I’ve always thought that I’d be in debates for forever and a day. For something that has been so much of my life for the past 13 months, debates became my heroin. It was a drug pure and simple.
The past 13 months was the ultimate addiction. Now, I’ve been forced into quitting cold turkey.
I saw this coming. I’ve personally been contemplating leaving the club. I’d figure that I’d never survive outside without you guys. Good times or bad, I always counted on debates to be my safe harbour.
I’ve done certain things in Korea that I am not proud of, things that I regret now and for always. Regrets don’t change anything. I have to stand up to the music.

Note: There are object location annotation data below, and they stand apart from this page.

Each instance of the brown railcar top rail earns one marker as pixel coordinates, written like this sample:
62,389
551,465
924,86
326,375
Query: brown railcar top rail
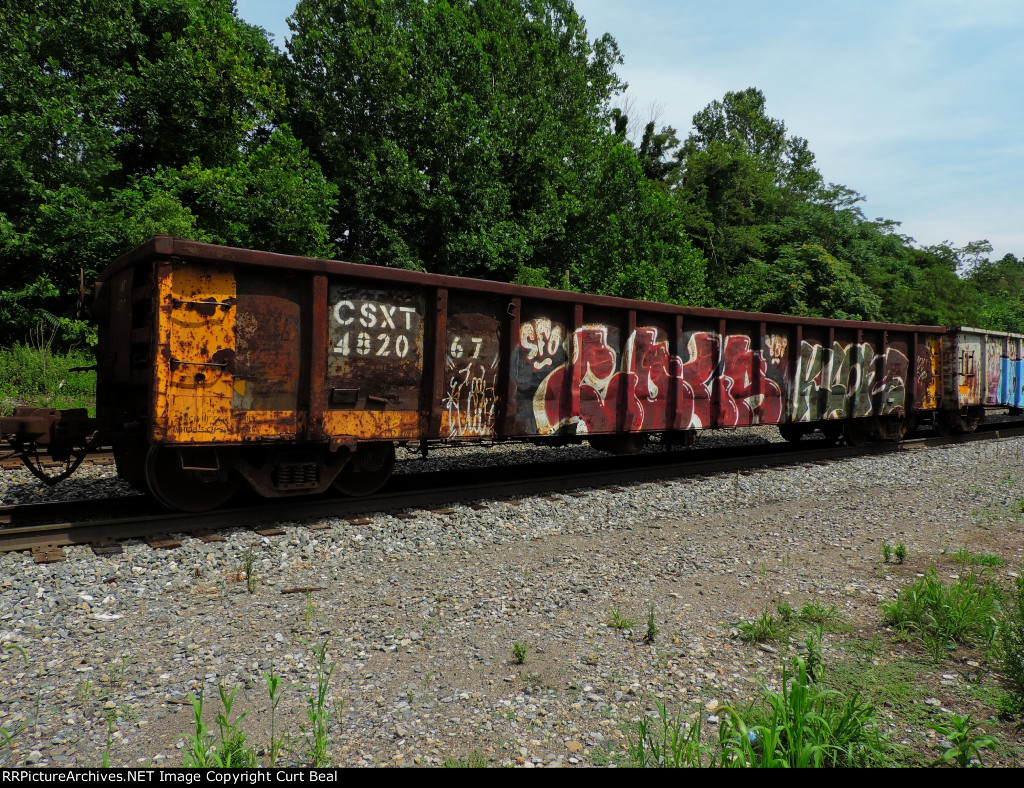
169,247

There are many things that I have learnt from the club. I have changed from day one. For that I will always say that this debates club has saved my life. I am eternally grateful.
I wish things could have ended on a brighter note. But it is for the good of the club.
The only complaint I had was that the choice I was offered wasn’t really a choice. I had to choose between leaving everything I had known for the bulk of my polytechnic life versus being a passenger to the dream. It wasn’t much of a choice and like I said, it was made for me.
Hopefully I can still consider you guys friends. If you can find in your hearts to allow me just that.
With or without, I wish you guys the best of luck. It’s been one helluva ride.